Segundo executivos do setor, o cenário tende a gerar gargalos, principalmente com o andamento do Programa de Aceleração do Crescimento (PAC), do governo federal, e a solução mais viável é acelerar o processo de industrialização da construção civil.

Um dos pontos que líderes das empresas têm notado é a falta de interesse dos jovens em trabalhar na construção, algo que vem sendo observado também em outras indústrias. “As dez maiores indústrias no mundo, e isso se reflete na mesma proporção aqui no Brasil, hoje sofrem problemas de escassez de mão de obra pela questão geracional”, diz Cristiano dos Anjos, CEO da Kingspan Isoeste, líder global em construtivos isotérmicos, com cinco fábricas no Brasil.

“Tem a questão de a construção civil tradicional ser um serviço fisicamente pesado, e as novas gerações têm evitado esse tipo de trabalho.”

Na construção civil tradicional, explica dos Anjos, a porta de entrada para iniciantes costuma ser a função de servente de pedreiro, mas hoje um jovem consegue ganhos similares trabalhando como motorista ou entregador de aplicativo. “Acaba ganhando igual ou mais que um servente sem precisar fazer trabalho pesado debaixo do sol. Entra no fator do que as pessoas estão almejando para a qualidade de vida delas”, diz.

Segundo José Ricardo Reichert, diretor industrial da Eternit, tradicional fabricante de telhas de fibrocimento, o problema da escassez de mão de obra na construção e na indústria em geral se intensificou após a pandemia, quando muitos profissionais migraram de carreira.
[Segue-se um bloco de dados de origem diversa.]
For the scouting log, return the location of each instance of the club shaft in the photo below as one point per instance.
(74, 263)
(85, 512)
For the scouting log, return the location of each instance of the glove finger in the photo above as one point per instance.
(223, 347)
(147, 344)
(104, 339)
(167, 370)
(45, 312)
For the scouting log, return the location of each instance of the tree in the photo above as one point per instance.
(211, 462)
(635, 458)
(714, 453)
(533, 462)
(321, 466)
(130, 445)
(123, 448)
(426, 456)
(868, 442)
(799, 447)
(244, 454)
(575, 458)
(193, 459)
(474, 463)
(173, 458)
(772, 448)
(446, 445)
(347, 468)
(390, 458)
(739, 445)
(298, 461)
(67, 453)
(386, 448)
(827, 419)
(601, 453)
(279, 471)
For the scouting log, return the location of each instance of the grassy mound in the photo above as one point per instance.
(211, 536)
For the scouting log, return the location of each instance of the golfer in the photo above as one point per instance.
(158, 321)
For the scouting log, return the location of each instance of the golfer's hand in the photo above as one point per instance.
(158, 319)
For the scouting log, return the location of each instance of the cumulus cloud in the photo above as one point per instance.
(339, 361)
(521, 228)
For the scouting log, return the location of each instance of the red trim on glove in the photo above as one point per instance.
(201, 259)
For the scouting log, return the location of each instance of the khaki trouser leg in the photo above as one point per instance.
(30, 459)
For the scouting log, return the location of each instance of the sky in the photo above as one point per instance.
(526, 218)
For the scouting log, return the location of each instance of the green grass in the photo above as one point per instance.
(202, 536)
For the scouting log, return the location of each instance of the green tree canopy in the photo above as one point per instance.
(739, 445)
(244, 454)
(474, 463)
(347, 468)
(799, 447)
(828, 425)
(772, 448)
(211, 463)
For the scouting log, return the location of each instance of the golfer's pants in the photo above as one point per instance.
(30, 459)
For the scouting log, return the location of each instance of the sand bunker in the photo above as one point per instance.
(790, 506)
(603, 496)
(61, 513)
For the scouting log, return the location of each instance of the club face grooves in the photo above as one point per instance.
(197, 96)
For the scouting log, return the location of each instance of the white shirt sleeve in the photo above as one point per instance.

Ele diz que a região onde a empresa encontra mais dificuldades hoje é no Centro-Oeste.

“As novas gerações são mais influenciáveis em relação às novas tecnologias, como automação, IA e indústria 4.0. Como a construção civil ainda mantém um viés conservador, a dificuldade que temos pela frente é justamente a de capturar e reter uma mão de obra com este perfil”, conta Reichert.

Para contornar o problema, o diretor industrial da Eternit comenta que a empresa monitora permanentemente o mercado em termos de remuneração e benefícios e tem buscado investir mais em automação.
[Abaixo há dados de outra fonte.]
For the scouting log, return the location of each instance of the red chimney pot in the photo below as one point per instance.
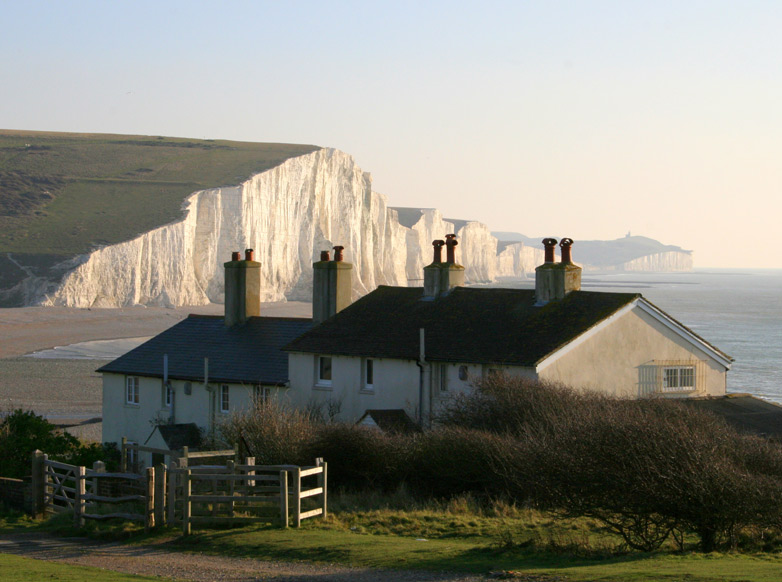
(438, 251)
(549, 244)
(565, 244)
(450, 243)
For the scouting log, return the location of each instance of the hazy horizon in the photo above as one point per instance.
(558, 118)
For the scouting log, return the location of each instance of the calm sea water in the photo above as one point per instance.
(739, 311)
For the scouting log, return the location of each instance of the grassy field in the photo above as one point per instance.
(458, 537)
(18, 569)
(63, 194)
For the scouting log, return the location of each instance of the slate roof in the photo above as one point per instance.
(177, 436)
(248, 353)
(393, 420)
(490, 326)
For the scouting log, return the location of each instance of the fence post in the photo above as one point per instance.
(78, 501)
(172, 482)
(322, 483)
(296, 496)
(97, 467)
(160, 494)
(251, 462)
(284, 499)
(38, 484)
(230, 467)
(149, 513)
(186, 507)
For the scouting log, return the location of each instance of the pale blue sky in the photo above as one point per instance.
(581, 119)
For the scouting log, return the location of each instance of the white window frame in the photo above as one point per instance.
(168, 394)
(321, 378)
(676, 375)
(442, 378)
(132, 390)
(368, 375)
(132, 459)
(225, 398)
(261, 393)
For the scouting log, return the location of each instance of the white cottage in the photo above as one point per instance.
(200, 370)
(400, 348)
(408, 348)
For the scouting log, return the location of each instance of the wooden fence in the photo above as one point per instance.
(129, 455)
(183, 494)
(59, 487)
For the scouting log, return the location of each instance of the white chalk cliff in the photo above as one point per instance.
(288, 214)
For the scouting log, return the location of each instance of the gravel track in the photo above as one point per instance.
(181, 566)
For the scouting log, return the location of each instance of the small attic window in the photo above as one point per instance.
(324, 371)
(463, 373)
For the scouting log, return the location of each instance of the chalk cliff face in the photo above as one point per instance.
(288, 215)
(518, 259)
(667, 261)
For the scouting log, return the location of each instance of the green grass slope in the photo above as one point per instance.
(65, 193)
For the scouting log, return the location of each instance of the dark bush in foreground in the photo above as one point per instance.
(644, 468)
(360, 457)
(22, 432)
(275, 434)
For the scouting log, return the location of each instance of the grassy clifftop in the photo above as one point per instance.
(62, 194)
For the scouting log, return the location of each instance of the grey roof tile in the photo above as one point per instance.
(248, 353)
(470, 325)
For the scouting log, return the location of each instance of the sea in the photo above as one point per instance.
(737, 310)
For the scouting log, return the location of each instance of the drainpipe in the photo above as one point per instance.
(422, 366)
(167, 386)
(210, 392)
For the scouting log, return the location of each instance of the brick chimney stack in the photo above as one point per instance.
(242, 288)
(332, 285)
(439, 277)
(555, 280)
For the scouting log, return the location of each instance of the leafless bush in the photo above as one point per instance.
(642, 467)
(451, 460)
(361, 457)
(275, 433)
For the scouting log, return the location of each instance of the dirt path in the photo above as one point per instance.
(157, 561)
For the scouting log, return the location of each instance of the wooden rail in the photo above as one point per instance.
(204, 493)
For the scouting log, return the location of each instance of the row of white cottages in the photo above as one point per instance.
(399, 348)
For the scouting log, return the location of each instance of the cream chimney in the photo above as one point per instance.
(242, 288)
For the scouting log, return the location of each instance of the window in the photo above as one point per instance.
(464, 373)
(679, 378)
(442, 377)
(168, 394)
(131, 390)
(260, 394)
(131, 460)
(324, 371)
(225, 398)
(368, 374)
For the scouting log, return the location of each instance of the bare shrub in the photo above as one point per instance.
(361, 457)
(275, 433)
(451, 460)
(644, 468)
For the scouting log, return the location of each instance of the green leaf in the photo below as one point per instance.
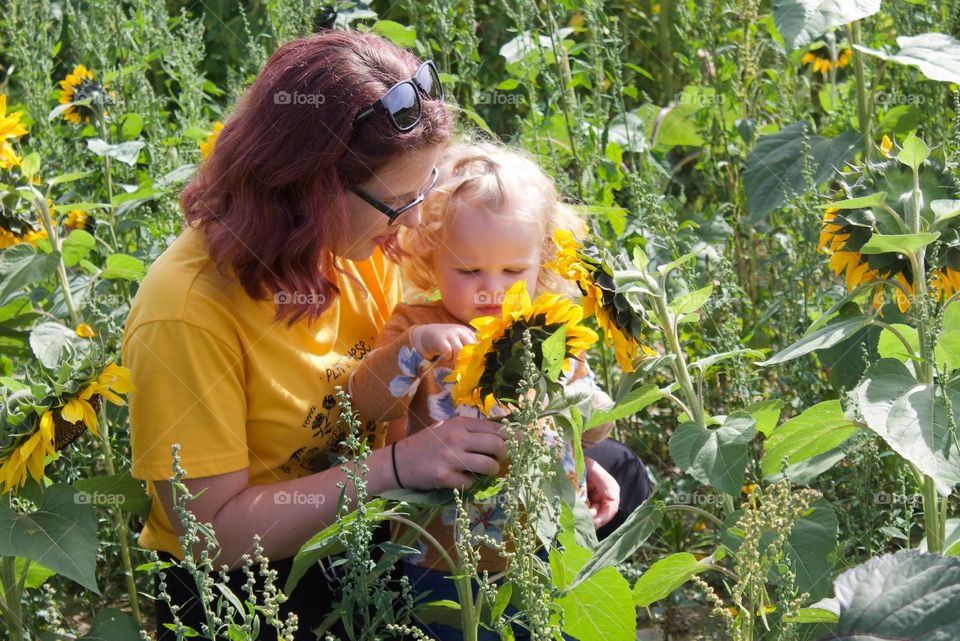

"Querendo ou não, a falta de qualificação afeta muito o mercado” — Bruno Cardoso

“Contudo nosso processo não nos ajuda muito, pois já temos poucas pessoas por linha ou turno. Em resumo, o desafio permanece e a Eternit continua na busca de soluções, como todo o setor de construção”, afirma.
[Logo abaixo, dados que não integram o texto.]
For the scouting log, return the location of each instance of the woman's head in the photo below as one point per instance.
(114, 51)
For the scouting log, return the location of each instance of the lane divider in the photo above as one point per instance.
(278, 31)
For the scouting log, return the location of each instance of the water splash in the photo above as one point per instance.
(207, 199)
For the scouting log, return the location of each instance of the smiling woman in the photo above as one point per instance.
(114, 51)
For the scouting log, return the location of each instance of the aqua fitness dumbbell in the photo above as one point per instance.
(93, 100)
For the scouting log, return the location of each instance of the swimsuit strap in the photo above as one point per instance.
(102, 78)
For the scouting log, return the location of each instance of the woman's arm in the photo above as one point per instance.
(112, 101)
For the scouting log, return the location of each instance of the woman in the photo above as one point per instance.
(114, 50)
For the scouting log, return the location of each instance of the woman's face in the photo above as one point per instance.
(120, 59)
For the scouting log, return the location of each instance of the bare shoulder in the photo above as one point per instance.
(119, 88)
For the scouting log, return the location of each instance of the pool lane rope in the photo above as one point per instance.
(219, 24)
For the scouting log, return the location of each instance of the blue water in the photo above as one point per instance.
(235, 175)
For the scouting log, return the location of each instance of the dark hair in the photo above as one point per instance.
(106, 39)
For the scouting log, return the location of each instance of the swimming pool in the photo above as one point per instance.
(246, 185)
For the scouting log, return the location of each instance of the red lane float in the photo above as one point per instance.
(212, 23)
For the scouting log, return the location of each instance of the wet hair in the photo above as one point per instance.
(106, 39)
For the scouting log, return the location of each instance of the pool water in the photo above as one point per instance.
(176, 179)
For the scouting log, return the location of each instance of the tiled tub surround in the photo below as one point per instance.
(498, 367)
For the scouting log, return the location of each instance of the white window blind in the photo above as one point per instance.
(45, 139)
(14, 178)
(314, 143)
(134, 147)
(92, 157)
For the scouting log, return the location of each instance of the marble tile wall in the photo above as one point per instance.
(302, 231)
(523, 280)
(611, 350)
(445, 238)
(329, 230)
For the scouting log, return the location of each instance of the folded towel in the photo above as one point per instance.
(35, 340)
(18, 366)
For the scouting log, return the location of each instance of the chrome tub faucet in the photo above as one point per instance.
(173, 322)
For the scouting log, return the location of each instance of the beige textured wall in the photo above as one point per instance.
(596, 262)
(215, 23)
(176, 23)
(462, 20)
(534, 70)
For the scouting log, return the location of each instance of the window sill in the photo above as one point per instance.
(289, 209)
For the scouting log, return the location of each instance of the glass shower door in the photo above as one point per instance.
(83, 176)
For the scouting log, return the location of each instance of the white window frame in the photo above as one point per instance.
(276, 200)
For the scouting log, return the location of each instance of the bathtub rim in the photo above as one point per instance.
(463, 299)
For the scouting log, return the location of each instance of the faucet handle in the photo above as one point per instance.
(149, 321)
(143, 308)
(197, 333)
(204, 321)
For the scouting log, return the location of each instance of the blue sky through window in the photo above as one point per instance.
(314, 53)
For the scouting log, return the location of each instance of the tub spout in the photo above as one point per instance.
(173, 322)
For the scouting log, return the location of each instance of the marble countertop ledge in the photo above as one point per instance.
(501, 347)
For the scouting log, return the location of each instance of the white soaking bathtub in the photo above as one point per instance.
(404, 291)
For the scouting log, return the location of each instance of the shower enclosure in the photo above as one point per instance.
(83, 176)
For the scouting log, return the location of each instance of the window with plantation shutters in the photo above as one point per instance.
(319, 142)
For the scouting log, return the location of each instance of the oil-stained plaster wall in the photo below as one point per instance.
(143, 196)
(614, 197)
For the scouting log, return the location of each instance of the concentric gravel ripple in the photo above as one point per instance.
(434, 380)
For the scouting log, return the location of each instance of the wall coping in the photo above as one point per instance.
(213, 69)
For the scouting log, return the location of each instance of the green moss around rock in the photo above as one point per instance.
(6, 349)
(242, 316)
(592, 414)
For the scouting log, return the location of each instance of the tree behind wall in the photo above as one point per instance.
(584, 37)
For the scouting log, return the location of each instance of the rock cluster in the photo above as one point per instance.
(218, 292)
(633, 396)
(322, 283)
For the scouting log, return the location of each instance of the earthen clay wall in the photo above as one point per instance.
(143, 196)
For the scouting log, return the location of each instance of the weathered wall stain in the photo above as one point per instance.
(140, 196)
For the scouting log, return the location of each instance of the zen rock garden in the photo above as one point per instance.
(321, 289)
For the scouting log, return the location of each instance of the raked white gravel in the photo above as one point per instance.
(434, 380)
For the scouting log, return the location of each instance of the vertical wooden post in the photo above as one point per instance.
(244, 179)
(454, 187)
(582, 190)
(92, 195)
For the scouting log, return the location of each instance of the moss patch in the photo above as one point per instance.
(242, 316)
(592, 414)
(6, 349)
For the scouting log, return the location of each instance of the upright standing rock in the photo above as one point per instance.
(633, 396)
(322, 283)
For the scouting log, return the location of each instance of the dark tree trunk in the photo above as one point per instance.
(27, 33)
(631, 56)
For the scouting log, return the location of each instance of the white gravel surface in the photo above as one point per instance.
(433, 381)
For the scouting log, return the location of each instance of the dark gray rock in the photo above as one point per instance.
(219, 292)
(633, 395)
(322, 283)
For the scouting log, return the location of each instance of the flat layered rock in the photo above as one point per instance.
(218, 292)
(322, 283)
Já na Kingspan Isoeste, a estratégia é investir na industrialização do segmento, incluindo a formação de mão de obra qualificada, essencial para a expansão da empresa no país - a fabricante produz material no segmento de paredes e telhas térmicas ainda pouco conhecidos no mercado residencial brasileiro, embora em outros lugares do mundo já esteja bem consolidada.

“Como a mão de obra que precisamos já é mesmo de uma outra característica, temos que fazer os nossos treinamentos constantes e temos empresas parceiras. É uma mão de obra diferente”, diz o CEO da companhia. “O pedreiro que quer se atualizar consegue gerar um valor agregado melhor, constrói mais rápido, o que é muito melhor para o empreiteiro”, complementa Cristiano dos Anjos.

Bruno Cardoso, de 29 anos, hoje proprietário da empresa de médio porte Smart B Serviços e Construções, conta que começou a trabalhar no setor aos 18 anos com métodos construtivos tradicionais e, no meio do caminho, percebeu que precisava se atualizar sobre as inovações para prosseguir no setor. Como técnico de edificações, trabalhou como encarregado e não sofria tanto o desgaste físico da construção de alvenaria tradicional, mas notava muito demora, desperdício e, consequentemente, custos elevados nas obras.

“Antes, numa obra similar usávamos dez trabalhadores. Com o sistema de materiais industrializados utilizamos quatro. Uma atividade para montar telhado com telha de cerâmica levava 90 dias, e hoje consigo fazer em 30 dias. Isso ainda diminui o valor com a mão de obra, os encargos e o transporte”, diz Cardoso.

Cardoso também tem dificuldades de expandir o quadro de funcionários devido à escassez de trabalhadores preparados para atuar com as novas tecnologias de construção mais industrializada. “Querendo ou não, a falta de qualificação afeta muito o mercado. A construção civil ainda é um mercado muito decadente. Mas é um setor que sempre vai existir e precisamos de gente, mesmo que a inovação permita fazer o mesmo com menos pessoas.”